If we go back, he thought, trying not to think about the long trek they would have to make, it shouldn’t be too hard to find Nanulak’s family. Maybe Ujurak feels the same as I do: that we should put things straight with them before we take Nanulak away forever.
But can I be sure that’s what the signs are telling me? Toklo shook his head in confusion. Will the others believe me? I can’t expect them to trust me if I can’t trust myself.
“We’d better look for somewhere to make a den,” Yakone said, as the sun went down.
Toklo gazed around. They were standing on a bleak hillside that seemed to go on forever; there was no sign of shelter anywhere in the gathering shadows.
“No thorn trees, no boulders,” Kallik muttered. “And the snow is starting again.”
“Then where are we going to sleep?” Nanulak asked.
“Here.” Toklo let himself flop down.
“In the open?” Nanulak protested. “But—”
“Do you have a better idea?” Yakone growled. “If you know of a den, show us where it is.”
Toklo knew that he should defend Nanulak; Yakone didn’t have enough patience with the inexperienced cub. But he was weary from the tip of his snout to his tail, and he simply didn’t have the energy.
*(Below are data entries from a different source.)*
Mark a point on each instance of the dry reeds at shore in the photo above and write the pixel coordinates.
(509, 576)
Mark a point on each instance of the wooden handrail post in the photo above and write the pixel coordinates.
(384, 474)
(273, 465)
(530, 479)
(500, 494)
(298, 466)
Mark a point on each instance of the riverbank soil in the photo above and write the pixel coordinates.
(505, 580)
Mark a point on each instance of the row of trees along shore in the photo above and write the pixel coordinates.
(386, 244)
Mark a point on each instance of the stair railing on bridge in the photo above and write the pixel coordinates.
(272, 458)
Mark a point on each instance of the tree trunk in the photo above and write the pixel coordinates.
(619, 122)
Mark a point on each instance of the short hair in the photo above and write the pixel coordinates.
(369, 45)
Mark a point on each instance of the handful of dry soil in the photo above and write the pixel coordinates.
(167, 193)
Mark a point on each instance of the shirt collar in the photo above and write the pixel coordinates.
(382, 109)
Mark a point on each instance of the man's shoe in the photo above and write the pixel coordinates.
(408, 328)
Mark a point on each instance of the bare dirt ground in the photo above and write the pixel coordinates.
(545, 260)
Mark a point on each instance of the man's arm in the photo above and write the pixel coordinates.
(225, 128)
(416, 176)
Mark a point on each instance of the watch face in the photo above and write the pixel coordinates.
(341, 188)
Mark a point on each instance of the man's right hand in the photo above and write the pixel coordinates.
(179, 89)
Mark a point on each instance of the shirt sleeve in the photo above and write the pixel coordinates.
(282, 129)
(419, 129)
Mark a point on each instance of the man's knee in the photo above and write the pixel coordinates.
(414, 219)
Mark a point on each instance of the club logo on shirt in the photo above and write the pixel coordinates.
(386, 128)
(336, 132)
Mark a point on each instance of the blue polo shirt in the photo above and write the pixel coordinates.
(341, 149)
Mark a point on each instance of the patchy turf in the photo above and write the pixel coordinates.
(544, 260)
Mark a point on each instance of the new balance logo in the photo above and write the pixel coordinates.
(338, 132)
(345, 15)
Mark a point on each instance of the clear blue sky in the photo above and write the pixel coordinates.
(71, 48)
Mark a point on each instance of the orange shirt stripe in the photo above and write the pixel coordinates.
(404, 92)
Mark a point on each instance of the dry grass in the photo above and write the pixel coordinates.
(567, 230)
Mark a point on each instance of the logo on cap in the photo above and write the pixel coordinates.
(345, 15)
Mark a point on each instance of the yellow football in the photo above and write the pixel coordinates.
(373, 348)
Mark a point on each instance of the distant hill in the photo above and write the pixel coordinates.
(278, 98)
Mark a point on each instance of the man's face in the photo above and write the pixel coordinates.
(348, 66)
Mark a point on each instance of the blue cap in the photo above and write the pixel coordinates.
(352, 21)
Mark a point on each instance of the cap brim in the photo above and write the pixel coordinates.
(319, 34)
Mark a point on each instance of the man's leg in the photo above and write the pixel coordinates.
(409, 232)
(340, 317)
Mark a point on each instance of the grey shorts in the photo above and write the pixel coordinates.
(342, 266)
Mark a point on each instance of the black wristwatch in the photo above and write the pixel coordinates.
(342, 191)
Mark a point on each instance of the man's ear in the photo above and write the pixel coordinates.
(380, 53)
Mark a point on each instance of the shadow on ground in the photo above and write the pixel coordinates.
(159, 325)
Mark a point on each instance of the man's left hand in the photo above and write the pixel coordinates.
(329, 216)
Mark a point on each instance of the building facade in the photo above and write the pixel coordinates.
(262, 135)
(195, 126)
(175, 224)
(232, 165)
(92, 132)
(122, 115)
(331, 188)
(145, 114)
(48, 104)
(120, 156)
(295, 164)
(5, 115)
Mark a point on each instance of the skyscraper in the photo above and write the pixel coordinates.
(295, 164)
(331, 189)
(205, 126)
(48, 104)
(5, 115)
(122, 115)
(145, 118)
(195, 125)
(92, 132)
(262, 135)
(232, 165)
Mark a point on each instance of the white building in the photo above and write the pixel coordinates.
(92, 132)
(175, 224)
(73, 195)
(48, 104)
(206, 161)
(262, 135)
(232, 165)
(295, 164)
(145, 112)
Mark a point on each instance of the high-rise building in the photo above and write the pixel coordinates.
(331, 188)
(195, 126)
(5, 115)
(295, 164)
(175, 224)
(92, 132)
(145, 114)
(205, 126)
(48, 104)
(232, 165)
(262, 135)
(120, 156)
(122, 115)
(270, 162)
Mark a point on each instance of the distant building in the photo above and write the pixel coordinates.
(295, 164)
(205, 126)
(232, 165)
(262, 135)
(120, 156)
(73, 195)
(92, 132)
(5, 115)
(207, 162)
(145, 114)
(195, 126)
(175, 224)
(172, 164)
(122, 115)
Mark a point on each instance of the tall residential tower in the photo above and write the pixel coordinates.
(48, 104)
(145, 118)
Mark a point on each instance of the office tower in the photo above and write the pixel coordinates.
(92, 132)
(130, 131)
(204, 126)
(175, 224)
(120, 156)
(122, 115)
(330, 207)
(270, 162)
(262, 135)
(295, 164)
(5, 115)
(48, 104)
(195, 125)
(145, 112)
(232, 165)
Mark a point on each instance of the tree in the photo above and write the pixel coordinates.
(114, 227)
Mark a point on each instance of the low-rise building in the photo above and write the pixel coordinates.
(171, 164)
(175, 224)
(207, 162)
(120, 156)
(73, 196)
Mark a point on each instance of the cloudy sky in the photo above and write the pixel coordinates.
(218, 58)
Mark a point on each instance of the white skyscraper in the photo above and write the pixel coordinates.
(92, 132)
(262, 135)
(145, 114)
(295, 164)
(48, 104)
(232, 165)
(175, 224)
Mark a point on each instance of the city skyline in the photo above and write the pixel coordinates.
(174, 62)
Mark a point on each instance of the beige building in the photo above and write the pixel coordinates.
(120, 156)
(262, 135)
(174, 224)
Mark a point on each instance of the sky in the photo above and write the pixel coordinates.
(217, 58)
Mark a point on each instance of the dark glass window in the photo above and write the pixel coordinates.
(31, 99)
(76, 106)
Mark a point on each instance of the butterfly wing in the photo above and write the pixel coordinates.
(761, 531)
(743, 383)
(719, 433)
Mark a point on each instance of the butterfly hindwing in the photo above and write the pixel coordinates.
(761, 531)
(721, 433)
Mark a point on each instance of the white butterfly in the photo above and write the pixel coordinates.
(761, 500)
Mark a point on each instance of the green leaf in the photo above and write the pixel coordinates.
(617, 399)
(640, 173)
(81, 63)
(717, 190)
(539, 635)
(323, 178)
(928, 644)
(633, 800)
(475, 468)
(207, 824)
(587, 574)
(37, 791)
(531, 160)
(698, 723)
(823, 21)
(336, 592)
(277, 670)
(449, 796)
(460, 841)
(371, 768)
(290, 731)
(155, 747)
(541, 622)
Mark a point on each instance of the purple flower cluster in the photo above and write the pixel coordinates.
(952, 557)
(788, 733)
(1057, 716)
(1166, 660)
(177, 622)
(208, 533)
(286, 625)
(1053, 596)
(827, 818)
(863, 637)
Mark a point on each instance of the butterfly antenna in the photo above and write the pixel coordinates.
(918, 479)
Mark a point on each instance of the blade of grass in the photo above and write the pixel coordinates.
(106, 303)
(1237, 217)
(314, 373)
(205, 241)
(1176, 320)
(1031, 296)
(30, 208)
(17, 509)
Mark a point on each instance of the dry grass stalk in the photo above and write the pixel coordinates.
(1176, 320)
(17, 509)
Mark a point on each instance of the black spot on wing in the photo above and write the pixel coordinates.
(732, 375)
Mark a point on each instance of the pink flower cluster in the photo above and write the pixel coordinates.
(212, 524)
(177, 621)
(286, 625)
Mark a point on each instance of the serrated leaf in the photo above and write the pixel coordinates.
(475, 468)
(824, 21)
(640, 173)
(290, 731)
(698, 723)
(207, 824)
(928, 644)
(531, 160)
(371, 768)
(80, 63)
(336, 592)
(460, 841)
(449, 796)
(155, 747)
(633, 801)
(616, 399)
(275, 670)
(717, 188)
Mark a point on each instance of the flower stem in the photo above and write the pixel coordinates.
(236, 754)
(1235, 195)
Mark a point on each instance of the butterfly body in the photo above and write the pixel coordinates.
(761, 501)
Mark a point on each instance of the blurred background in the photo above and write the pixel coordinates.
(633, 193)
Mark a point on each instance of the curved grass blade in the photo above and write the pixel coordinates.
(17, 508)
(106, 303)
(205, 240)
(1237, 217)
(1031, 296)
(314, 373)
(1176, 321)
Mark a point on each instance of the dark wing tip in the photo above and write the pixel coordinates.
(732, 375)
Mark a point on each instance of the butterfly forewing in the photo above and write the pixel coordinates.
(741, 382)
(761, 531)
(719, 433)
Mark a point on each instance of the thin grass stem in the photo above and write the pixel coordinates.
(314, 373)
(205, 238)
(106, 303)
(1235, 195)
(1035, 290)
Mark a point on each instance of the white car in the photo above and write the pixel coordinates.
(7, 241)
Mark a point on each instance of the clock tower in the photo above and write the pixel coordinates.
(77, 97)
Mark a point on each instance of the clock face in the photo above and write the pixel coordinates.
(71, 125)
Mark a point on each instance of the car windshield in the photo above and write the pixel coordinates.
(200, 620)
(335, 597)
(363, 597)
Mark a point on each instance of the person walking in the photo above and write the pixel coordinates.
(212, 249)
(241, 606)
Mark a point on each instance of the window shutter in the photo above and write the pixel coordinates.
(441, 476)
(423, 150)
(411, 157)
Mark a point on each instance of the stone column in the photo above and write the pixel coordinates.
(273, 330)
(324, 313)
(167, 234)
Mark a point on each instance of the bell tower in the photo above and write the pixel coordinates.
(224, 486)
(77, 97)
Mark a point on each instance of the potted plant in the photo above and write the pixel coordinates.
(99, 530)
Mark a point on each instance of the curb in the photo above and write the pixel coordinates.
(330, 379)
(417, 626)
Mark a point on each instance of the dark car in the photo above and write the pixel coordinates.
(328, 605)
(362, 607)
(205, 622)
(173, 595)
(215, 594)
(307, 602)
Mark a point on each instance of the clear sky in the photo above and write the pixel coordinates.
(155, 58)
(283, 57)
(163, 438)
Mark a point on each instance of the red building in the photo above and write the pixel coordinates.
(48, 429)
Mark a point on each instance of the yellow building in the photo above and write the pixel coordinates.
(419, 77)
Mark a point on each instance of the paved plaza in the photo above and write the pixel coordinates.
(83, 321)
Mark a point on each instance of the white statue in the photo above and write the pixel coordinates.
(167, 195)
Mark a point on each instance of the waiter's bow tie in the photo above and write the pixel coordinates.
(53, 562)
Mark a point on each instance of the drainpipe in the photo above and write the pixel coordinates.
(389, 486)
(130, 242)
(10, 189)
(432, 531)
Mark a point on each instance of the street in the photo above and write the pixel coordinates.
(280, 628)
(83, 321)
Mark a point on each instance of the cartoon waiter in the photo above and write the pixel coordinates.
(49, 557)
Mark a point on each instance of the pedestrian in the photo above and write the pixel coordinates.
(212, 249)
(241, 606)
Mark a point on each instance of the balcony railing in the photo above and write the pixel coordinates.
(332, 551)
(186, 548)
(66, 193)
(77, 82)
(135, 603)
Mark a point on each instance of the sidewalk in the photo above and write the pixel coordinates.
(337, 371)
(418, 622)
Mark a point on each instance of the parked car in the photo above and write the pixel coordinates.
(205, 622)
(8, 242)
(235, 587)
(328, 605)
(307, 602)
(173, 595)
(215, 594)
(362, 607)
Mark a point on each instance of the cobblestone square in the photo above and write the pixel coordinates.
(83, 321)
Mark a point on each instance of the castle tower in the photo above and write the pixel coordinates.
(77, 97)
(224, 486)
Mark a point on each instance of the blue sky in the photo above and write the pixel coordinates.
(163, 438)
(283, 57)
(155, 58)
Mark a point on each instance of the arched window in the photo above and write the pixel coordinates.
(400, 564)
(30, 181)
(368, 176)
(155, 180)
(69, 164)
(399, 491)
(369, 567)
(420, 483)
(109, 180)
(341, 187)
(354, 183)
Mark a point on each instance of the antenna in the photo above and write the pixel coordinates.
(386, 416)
“Things will look better in the morning,” he mumbled, wrapping his paws over his snout.
He felt Nanulak curl up beside him out of the wind, and Lusa press close on his other side. Gradually a little warmth spread through Toklo’s body, and he drifted into sleep.
In his dream the unfriendly hillside where they had stopped to rest was transformed into a meadow of waving grass under bright sunlight. Toklo raced across it, reveling in the new strength in his paws.
Ahead of him was a mule deer; startled by the sight of him, it leaped away and fled. Toklo’s jaws watered in anticipation as he sped after it, cutting the distance between them with powerful bounds. But as he was readying himself for a spring, the mule deer stopped and spun around. Its hooves and antlers disappeared. Its limbs thickened, and brown fur sprouted out of its sleek pelt.
“Ujurak!” Toklo yelped, skidding to a halt. “I wish you wouldn’t do that! One day you’ll get yourself killed, and—” He broke off, remembering with a jolt of grief that his friend was already dead.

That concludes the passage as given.